Archaeological looting
Archaeological looting is the illicit removal of artefacts from an archaeological site. Such looting is the major source of artefacts for the antiquities market.[1] Looting has been linked to the economic and political stability of the possessing nation, with levels of looting increasing during times of crisis.[2] However, looting is also endemic in so-called "archaeological countries" like Italy, Greece, Turkey, Sicily, Cyprus and other areas of the Mediterranean Basin, as well as many areas of Africa. South East Asia and Central and South America, which have a rich heritage of archaeological sites, a large proportion of which are still unknown to formal archaeological science.
A number of recent books have chronicled the vast extent of archaeological looting in countries such as Italy, where gangs of Mafia-linked tombaroli (tomb robbers) routinely search for undiscovered Etruscan and Roman sites and loot them. Based on long-running investigations by Italian authorities, the authors have documented the extensive networks (or cordata) that coordinate the looting, smuggling, restoration and laundering of looted treasures.
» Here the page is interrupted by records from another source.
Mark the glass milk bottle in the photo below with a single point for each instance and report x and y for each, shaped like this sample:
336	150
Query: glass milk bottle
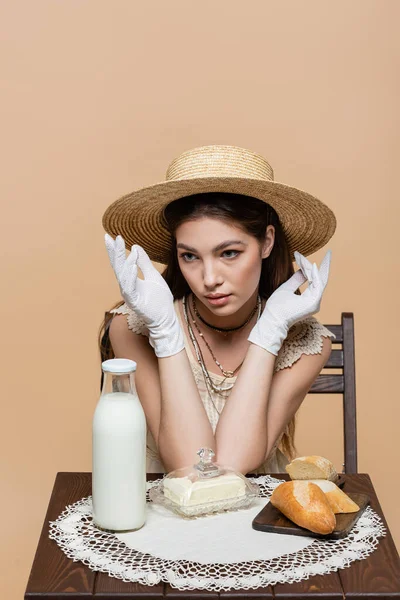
119	451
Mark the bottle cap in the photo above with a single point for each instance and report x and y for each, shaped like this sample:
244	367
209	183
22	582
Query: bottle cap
118	365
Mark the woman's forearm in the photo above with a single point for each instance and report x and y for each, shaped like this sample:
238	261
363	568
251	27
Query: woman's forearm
184	425
241	434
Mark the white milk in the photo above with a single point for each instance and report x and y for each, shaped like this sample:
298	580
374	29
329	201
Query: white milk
119	462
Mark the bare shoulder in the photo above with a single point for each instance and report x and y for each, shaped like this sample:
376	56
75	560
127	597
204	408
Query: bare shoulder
125	342
306	369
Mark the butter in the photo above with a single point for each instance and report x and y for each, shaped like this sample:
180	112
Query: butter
184	492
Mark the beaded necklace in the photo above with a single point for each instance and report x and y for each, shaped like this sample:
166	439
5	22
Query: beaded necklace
219	389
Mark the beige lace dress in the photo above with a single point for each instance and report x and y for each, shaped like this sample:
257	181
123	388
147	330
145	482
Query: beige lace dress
305	337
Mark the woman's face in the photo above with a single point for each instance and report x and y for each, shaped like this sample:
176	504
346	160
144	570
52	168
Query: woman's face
220	259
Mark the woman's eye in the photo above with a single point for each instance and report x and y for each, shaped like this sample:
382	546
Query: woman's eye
187	256
232	253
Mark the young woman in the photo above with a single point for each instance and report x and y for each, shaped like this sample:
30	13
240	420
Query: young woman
226	346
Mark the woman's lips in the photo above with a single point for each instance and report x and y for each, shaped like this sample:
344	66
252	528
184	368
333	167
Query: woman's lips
221	301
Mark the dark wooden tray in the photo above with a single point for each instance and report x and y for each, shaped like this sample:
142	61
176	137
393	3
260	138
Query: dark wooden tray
272	520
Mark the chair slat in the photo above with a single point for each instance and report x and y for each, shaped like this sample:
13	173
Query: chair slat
327	384
335	360
338	331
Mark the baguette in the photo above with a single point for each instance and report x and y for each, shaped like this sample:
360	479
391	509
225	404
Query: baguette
339	501
311	467
305	504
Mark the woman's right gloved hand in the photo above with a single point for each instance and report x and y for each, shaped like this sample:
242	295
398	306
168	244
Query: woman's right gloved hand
150	298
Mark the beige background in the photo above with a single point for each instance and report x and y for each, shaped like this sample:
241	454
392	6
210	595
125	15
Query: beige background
97	98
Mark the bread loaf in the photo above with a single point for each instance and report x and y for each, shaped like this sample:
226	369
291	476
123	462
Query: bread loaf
305	504
311	467
338	500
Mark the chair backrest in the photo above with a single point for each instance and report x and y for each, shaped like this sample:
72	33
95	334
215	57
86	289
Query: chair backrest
343	383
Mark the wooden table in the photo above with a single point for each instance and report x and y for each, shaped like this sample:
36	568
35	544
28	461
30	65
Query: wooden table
54	576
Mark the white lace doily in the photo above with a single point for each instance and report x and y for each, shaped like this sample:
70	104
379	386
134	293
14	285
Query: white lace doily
217	553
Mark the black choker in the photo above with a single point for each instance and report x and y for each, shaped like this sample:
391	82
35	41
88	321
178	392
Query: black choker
227	329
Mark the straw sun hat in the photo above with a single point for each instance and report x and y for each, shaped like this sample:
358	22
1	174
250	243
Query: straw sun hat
308	224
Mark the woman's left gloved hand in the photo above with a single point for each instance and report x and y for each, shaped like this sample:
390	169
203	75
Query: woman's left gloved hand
284	307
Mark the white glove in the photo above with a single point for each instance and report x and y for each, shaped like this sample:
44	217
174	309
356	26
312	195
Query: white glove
150	297
284	307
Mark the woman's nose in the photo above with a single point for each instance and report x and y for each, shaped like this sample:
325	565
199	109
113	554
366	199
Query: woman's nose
211	276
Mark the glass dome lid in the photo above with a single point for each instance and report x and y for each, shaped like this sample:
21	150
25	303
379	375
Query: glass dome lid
204	488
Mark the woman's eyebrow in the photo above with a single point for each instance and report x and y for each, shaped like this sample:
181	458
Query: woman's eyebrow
219	247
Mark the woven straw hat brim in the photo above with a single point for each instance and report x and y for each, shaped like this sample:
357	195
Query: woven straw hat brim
307	222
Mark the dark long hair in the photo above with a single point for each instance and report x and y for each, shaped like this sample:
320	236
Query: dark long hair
253	216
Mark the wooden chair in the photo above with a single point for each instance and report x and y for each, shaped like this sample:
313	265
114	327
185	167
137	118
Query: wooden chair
342	383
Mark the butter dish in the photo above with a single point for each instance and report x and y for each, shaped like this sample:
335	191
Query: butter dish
204	488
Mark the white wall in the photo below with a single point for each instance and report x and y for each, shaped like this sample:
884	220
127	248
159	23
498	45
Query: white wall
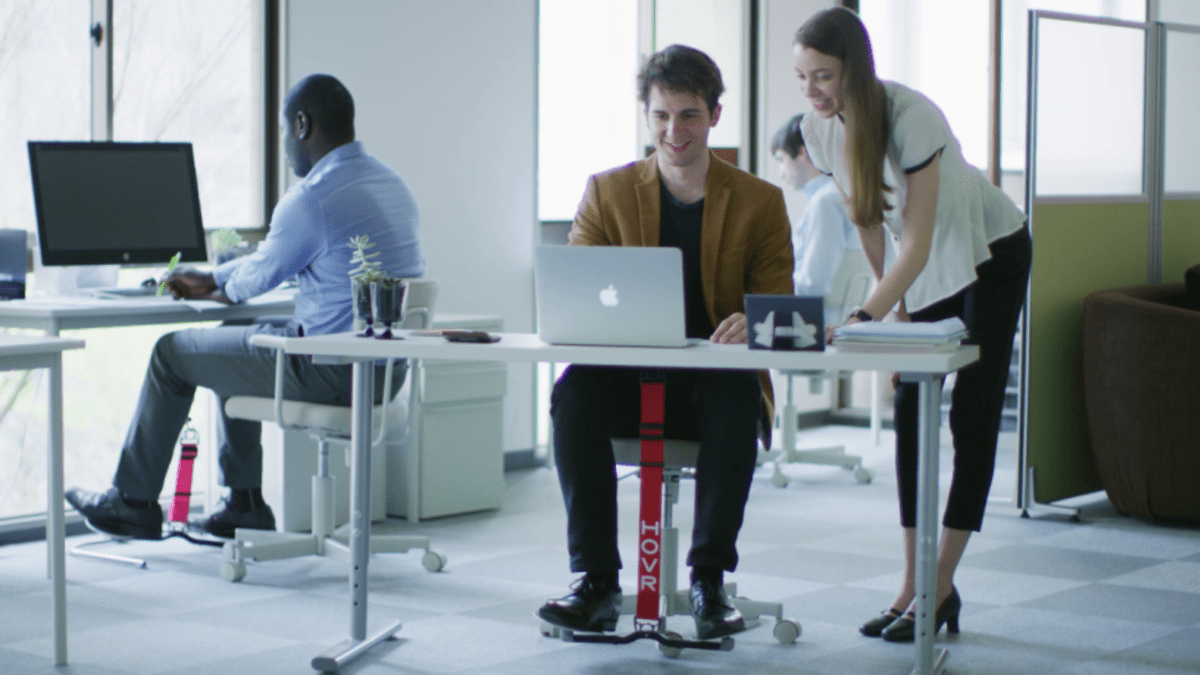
445	94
One of the most notorious cases of recent times was the cordata that centred on convicted Italian antiquities smuggler Giacomo Medici, whose international network received and distributed hundreds of millions of dollars worth of looted Roman, Greek and Etruscan antiquities, smuggling the objects out of their countries of origin via Switzerland, laundering them through corrupt dealers like Robert E. Hecht and Robin Symes, and compliant auction houses including Sotheby's in London, and finally selling the objects to major private collectors like Nelson Bunker Hunt and prominent museums, most notably the J. Paul Getty Museum in California and the Metropolitan Museum in New York, both of which have been forced to repatriate many priceless treasures that were found to have been looted by the Medici gang.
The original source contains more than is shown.